Dal loro matrimonio (19.2.1874) nascono:
1) Umberto Emilio nato a Venezia il 12.11.1874, coniugato il 26.11.1901 ad Ancona con Bosio Regina,
deceduto a Borgo Val di Taro (Parma) il 13.8.1929 (ultima residenza La Spezia). Figli: 1) Carlo.

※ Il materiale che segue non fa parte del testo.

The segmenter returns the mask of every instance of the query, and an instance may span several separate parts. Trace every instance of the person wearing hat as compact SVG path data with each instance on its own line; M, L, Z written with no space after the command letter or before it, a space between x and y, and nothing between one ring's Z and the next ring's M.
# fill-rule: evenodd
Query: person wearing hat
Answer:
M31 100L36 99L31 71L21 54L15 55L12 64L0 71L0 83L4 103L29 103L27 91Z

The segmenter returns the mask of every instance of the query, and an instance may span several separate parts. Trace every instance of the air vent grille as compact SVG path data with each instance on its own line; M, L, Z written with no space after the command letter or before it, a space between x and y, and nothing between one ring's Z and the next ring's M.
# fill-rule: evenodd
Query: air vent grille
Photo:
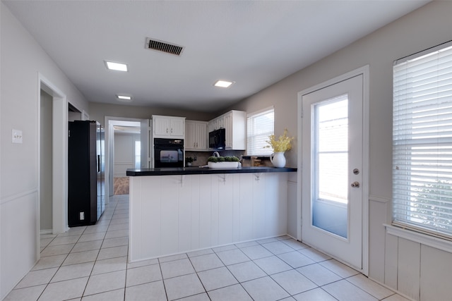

2) Cesare nato a Venezia il 1.6.1876, coniugato con Simionato Augusta (Zianigo di Mirano, Venezia,
6.2.1882 - 27.11.1957), deceduto il 4.9.1954. Figli: 1) Napoleone (Venezia 25.10.1907 - 24.11.1907),
2) Costantino (Venezia 15.8.1908 - 4.2.1969), 3) Beniamino (Venezia 12.3.1910, emigrato a Padova
il 22.9.1993), 4) Pietro (Venezia 5.9.1913 - 18.7.1915), 5) Cesare (Venezia 18.11.1914 - 2.5.2005),
6) Maria (Venezia 25.6.1918 - 25.2.1989), dalla quale ultima nasce Grasso Vito (Venezia 16.4.1945,
emigrato ad Acireale, Catania, 1.8.1945);
3) Emma Anna Caterina.
Famiglia Palatini Giovanni Battista «Coleta» e Palatini Maria Teresa Carlo
- Maria Giuditta, nata il 18.9.1848
- Bortolo Antonio, nato il 27.1.1854
- Angelo Davide, nato l’11.3.1863
Famiglia Palatini Angelo Davide «Coleta» (11.3.1863, New York 21.4.1915)
e
Fiori Maria Maddalena «Cuco»
di Giovanni Andrea e Salvador Francesca
(Resinego 21.10.1864, Passaic N.J. 8.5.1931), coniugati il 14.2.1887
Figli:
- Maria Teresa, San Vito 16.10.1887
- Giovanni Battista, Pennsylvania 19.6.1891
- Teresa Vittorina, Denver, Colorado, 25.2.1893
- Ruggero, Denver 18.1.1895
- Olivia Basilia Marina, Passaic N.J., 26.2.1901
- Colomba Giuditta Angiolina, New York 14.9.1903.